Georgetown looks like a cross between a mini-metropolis and a shantytown
Feb 20, 2017 , http://www.kaieteurnewsonline....is-and-a-shantytown/
A visitor who has never been to Georgetown will end up with a headache if he or she takes a walk around the commercial district. He or she will see nice buildings, great stores, mini shopping, malls and good restaurants. But the visitor is also going to have to deal with vendors who are popping up all over the place.
The visitor can come to only once conclusion: that Georgetown is developed but it lacks order. You can hardly walk on the pavement on Regent Street, because of the vendors and the businesses which are encroaching onto the pavement.
What impression is all this illegal vending making on the minds of people who are coming to Guyana? It is a disgrace that businesses have invested so much money to have modern stores and yet you have vendors squatting all over the place making the city look like a shantytown.
The PPP/C was blamed for having a dirty city. But if you take away the garbage and the clogged drains and the vendors, Georgetown never looked as good as it did under the PPP/C. They skyline of Georgetown was transformed under the PPP/C and it continues to be transformed.
People blamed the PPP for the dirty state of Georgetown, but the same people who blamed the PPP are realizing that Georgetown was always controlled by City Hall, which has to take responsibility for the services which they failed to provide in the past and which they still not providing.
The City is returning to its former glory ugliness. The stink, fetid drains have returned. The canals are overgrown with rubbish. Stabroek Square has been restored to its former confusion. City Hall has an unenviable record when it comes to not being able to maintain this City in a good condition.
Now we are told that it is registering vendors. We are told that more than 300 vendors have been registered. This figure understates the number of vendors because many did not register because they feel that the list may end up in the hands of the Guyana Revenue Authority. Many vendors are afraid of the GRA because they are making more money than the stores, especially since the parking meters came into being.
The pavement vendors have turned the City into an eyesore. Does the Ministry of Tourism think that visitors from overseas are going to encourage their friends to come to Guyana? These visitors cannot walk freely in Guyana. There is no pleasure in shopping. The whole city is turning in a free-for all. People are selling wherever they feel like.
A food business has sprung on a road reserve in the City. It is doing so much business that at nights there is usually a traffic jam in front of the business.
The City has implemented parking meters in order, they say, to restore order. Yet you have a caravan selling food on the side of one of the main streets in the City, occupying a spot which could have been used for parking.
The government said that it will regularize squatting on government lands, yet over the holidays squatters were building permanent structures on councils’ reserves.

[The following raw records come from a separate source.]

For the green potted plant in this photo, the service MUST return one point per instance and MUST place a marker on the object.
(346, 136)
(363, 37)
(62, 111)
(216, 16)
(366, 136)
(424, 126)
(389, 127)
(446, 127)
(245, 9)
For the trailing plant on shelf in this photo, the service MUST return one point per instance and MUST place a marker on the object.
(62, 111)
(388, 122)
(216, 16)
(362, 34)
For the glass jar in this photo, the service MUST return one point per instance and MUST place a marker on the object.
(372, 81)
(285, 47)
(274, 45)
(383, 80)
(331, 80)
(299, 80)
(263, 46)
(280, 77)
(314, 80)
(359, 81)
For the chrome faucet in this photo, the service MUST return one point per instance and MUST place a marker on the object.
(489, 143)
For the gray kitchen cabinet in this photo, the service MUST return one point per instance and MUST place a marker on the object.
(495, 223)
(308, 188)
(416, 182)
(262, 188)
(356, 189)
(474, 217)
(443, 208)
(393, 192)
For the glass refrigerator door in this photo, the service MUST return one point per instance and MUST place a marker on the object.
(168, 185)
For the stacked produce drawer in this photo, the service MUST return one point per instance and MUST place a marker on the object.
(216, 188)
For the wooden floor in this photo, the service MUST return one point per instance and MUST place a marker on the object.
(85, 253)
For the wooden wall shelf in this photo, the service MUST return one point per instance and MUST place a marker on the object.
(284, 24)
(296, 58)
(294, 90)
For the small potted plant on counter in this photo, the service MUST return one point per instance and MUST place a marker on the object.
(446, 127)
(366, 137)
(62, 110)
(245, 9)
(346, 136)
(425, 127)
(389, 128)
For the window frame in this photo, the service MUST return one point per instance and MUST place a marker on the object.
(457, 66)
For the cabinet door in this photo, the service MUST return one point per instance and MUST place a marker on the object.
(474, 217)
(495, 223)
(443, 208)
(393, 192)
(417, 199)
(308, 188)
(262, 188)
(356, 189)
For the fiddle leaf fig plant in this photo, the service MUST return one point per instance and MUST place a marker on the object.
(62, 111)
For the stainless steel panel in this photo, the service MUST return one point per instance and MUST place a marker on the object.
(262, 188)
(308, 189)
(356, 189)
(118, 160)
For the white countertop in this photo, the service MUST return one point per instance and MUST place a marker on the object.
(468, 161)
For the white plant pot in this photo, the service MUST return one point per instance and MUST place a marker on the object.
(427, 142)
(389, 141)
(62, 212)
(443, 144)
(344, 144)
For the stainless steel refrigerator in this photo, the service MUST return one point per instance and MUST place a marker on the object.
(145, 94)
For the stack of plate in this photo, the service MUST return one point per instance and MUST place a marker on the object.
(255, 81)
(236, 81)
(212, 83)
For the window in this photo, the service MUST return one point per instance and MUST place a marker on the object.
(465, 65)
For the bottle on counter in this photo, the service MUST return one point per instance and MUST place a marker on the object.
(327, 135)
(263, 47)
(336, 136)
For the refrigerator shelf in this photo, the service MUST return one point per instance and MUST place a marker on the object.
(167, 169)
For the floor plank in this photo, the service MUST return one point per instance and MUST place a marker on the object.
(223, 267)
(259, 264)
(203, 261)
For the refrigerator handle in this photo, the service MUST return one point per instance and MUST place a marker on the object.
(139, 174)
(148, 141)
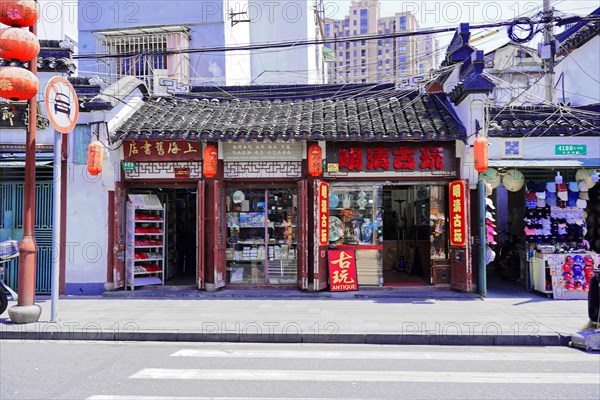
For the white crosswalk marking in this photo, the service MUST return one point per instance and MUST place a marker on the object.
(378, 355)
(111, 397)
(369, 376)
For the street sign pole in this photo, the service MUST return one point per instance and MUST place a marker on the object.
(62, 108)
(56, 201)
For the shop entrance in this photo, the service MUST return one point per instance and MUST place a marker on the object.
(414, 233)
(180, 233)
(262, 236)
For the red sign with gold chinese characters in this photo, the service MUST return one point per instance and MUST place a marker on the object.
(162, 150)
(458, 218)
(323, 213)
(342, 270)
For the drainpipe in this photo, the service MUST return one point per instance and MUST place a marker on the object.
(481, 266)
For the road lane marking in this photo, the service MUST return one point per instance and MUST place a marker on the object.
(387, 355)
(368, 376)
(119, 397)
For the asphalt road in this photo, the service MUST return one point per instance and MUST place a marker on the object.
(176, 371)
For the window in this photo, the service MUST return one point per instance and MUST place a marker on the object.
(151, 64)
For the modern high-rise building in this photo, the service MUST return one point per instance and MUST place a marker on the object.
(377, 60)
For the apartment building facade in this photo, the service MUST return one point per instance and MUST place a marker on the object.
(379, 60)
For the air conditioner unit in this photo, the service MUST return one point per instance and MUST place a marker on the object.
(157, 88)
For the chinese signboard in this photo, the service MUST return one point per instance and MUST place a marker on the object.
(408, 157)
(162, 150)
(570, 150)
(342, 270)
(458, 218)
(262, 151)
(323, 213)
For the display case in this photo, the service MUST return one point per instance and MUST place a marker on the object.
(355, 222)
(145, 240)
(261, 237)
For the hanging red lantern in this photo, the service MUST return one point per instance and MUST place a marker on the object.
(18, 12)
(18, 44)
(95, 157)
(211, 161)
(315, 160)
(481, 154)
(17, 83)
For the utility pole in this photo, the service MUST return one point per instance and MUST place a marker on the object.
(548, 53)
(26, 311)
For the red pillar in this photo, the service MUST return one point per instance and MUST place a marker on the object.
(25, 312)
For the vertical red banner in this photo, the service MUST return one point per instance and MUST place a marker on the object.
(323, 213)
(458, 219)
(342, 270)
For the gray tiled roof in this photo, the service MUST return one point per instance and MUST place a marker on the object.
(545, 121)
(385, 118)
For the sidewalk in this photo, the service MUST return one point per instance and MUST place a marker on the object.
(378, 317)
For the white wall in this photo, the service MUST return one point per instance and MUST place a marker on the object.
(57, 19)
(285, 21)
(237, 63)
(87, 205)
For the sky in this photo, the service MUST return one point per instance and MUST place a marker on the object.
(442, 13)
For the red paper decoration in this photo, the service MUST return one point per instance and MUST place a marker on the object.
(18, 44)
(211, 161)
(315, 160)
(95, 157)
(17, 83)
(481, 154)
(18, 12)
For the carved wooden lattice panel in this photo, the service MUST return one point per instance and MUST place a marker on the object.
(163, 170)
(262, 169)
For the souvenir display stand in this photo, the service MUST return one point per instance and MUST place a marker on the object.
(145, 239)
(564, 276)
(555, 227)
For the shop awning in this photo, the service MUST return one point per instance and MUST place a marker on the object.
(557, 163)
(21, 163)
(386, 116)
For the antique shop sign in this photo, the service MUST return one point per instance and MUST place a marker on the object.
(458, 220)
(162, 150)
(323, 213)
(342, 270)
(409, 157)
(263, 151)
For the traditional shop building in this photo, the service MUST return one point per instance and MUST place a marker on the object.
(284, 187)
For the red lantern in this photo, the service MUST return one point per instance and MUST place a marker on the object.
(315, 160)
(481, 154)
(211, 161)
(95, 157)
(18, 44)
(17, 83)
(18, 12)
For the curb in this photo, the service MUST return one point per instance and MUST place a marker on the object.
(368, 338)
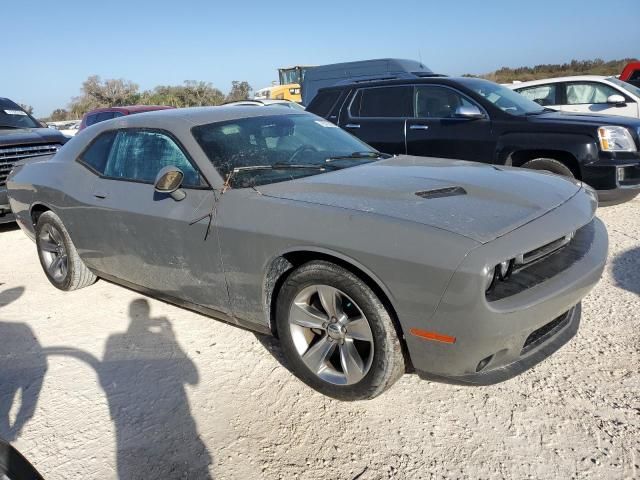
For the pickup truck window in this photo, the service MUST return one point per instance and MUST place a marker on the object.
(383, 102)
(589, 93)
(438, 102)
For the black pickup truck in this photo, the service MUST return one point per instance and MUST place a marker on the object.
(474, 119)
(21, 136)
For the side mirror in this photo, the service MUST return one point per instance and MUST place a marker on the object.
(470, 112)
(616, 99)
(169, 180)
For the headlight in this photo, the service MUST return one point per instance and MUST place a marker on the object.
(500, 272)
(616, 139)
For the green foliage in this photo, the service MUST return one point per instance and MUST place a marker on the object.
(575, 67)
(117, 92)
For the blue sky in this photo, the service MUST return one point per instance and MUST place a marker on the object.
(50, 47)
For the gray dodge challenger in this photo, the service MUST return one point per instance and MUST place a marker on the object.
(364, 266)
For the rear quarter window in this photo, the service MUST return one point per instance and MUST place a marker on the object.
(323, 102)
(96, 155)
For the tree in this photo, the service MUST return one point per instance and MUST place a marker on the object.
(239, 91)
(27, 108)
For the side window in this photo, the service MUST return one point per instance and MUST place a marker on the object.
(323, 102)
(438, 102)
(96, 155)
(140, 154)
(541, 94)
(386, 102)
(588, 92)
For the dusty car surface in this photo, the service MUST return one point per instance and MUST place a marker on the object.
(365, 266)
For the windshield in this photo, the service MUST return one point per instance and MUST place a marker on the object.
(627, 86)
(504, 98)
(12, 116)
(260, 150)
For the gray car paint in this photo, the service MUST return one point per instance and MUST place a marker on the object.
(428, 257)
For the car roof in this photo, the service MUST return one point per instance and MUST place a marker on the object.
(130, 109)
(203, 115)
(573, 78)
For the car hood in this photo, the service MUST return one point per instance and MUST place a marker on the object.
(27, 136)
(478, 201)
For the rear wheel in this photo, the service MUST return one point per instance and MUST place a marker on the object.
(336, 334)
(58, 256)
(550, 165)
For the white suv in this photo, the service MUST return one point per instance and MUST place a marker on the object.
(583, 94)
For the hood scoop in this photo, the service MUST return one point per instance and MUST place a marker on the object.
(442, 192)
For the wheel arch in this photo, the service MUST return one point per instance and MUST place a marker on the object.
(520, 157)
(280, 267)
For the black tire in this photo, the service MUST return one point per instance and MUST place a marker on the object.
(76, 274)
(387, 364)
(14, 466)
(550, 165)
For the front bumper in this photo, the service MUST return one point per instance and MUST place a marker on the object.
(492, 337)
(615, 176)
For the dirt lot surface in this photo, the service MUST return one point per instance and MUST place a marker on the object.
(79, 370)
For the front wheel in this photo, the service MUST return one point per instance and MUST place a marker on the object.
(58, 256)
(550, 165)
(336, 334)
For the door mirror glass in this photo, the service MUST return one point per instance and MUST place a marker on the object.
(169, 180)
(616, 99)
(469, 111)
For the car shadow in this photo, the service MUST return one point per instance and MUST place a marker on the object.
(143, 374)
(625, 270)
(23, 366)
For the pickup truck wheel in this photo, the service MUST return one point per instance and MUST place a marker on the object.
(550, 165)
(337, 335)
(58, 256)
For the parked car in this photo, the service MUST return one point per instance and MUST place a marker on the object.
(21, 136)
(363, 265)
(583, 94)
(101, 114)
(256, 102)
(474, 119)
(363, 70)
(631, 74)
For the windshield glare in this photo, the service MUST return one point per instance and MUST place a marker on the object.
(504, 98)
(12, 116)
(627, 86)
(280, 140)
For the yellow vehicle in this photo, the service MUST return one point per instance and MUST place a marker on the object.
(288, 87)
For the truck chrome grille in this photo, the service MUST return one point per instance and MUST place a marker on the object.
(10, 155)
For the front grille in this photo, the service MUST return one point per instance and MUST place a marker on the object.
(10, 155)
(547, 266)
(545, 332)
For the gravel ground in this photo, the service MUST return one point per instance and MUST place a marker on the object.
(78, 370)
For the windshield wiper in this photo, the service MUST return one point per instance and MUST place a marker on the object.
(358, 156)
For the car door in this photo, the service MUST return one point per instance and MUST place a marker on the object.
(438, 131)
(548, 95)
(148, 238)
(591, 97)
(377, 116)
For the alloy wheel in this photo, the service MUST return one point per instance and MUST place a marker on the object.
(331, 334)
(54, 252)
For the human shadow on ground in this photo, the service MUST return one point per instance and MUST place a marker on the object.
(23, 365)
(143, 373)
(626, 270)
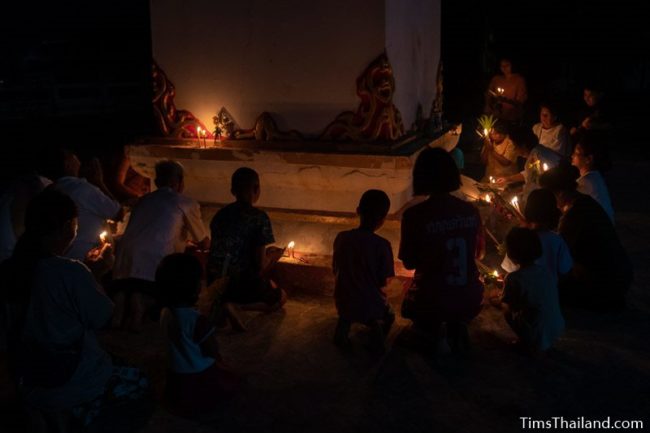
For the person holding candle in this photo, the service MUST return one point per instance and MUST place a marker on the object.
(499, 153)
(362, 262)
(161, 223)
(57, 307)
(537, 158)
(533, 310)
(440, 239)
(542, 216)
(94, 202)
(591, 157)
(602, 272)
(506, 94)
(550, 132)
(197, 378)
(238, 251)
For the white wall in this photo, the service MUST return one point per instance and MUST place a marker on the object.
(298, 59)
(413, 47)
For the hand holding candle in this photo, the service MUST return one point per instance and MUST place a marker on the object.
(290, 249)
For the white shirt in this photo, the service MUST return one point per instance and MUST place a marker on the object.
(593, 184)
(555, 138)
(94, 209)
(68, 306)
(160, 224)
(7, 233)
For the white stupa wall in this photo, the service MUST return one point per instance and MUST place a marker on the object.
(297, 59)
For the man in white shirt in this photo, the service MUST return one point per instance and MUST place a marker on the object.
(95, 206)
(161, 223)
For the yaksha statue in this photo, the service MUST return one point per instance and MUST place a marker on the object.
(377, 118)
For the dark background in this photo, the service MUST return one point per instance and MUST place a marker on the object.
(78, 74)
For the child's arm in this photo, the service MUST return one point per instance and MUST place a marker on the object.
(204, 334)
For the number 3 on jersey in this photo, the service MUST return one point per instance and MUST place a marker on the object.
(456, 268)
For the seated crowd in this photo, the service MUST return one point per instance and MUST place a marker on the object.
(60, 285)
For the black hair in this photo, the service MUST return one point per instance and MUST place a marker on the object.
(435, 172)
(48, 212)
(524, 138)
(373, 206)
(178, 278)
(523, 245)
(541, 208)
(551, 106)
(243, 181)
(593, 144)
(560, 178)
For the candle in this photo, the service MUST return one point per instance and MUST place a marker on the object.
(515, 203)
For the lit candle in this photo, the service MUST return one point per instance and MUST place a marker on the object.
(515, 203)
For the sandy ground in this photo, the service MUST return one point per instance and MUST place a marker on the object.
(297, 381)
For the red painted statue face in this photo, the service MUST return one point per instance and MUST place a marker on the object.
(506, 67)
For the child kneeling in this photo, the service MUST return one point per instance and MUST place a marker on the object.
(197, 378)
(533, 310)
(362, 263)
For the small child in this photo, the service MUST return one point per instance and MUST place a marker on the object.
(197, 378)
(240, 235)
(362, 263)
(542, 215)
(533, 310)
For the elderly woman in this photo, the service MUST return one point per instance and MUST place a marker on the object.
(440, 239)
(602, 271)
(550, 132)
(52, 307)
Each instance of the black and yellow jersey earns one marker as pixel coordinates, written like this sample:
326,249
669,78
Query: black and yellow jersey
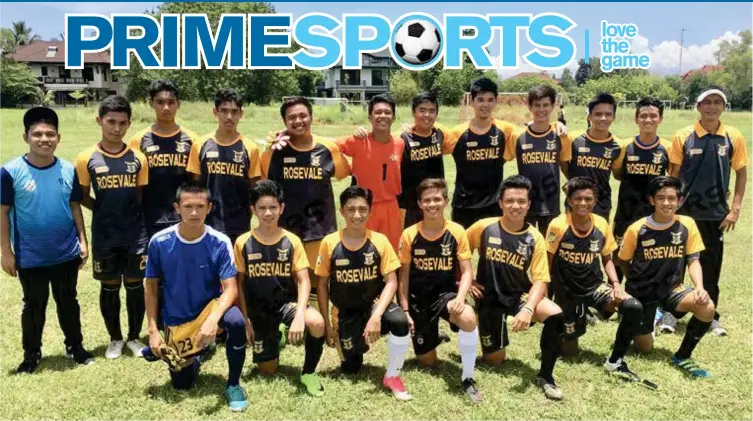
509,262
117,218
434,262
270,269
705,161
226,170
576,259
306,180
596,159
538,156
356,277
657,255
479,158
167,155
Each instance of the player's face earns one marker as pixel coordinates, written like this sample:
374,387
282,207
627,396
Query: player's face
43,139
602,117
268,210
425,115
515,204
356,212
484,104
648,119
381,117
193,209
298,120
582,202
432,203
165,106
114,126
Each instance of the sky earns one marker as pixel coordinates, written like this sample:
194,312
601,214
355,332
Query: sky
660,25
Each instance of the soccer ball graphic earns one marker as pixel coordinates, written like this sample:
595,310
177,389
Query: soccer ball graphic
417,41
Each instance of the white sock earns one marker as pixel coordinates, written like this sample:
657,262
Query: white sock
397,349
467,342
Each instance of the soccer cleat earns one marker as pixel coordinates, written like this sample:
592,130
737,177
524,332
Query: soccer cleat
690,367
396,385
470,390
236,398
79,355
313,384
114,349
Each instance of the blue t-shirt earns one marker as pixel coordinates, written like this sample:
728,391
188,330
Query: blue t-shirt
42,230
191,271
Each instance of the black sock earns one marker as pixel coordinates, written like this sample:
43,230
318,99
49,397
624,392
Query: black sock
551,343
136,308
693,334
109,305
314,348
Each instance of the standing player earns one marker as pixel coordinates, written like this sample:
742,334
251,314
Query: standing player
228,164
194,265
356,267
166,146
272,266
597,154
41,218
702,156
539,152
117,174
653,256
432,252
579,243
514,274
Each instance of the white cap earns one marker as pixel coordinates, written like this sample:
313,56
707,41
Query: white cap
708,92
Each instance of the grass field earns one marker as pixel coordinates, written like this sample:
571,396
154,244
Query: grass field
130,388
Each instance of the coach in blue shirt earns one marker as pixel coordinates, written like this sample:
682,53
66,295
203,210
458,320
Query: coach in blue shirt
42,236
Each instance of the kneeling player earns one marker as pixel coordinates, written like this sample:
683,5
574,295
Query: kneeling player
270,260
431,252
513,275
194,264
653,257
356,267
576,240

Town Hall took no action.
Yet if City Hall notices a load of sand in front of the residence of someone who is paying their taxes, they will question you as to whether you got permission for the construction that you are undertaking, however minor that construction may be. But when existing squatters were building concrete extensions during the Christmas holidays, City Hall seemed to be on vacation.
Squatters are defecating over the canals in the City. If cholera breaks out in Georgetown, it will wipe out half of the population of the city. Yet no action is being taken to remove squatters from off of government reserves, especially those who are dumping their bodily wastes into the canals.
The problem with Georgetown is not the government. It was never the government. It is the City Hall. It is time to build a new capital city. Georgetown cannot be restored.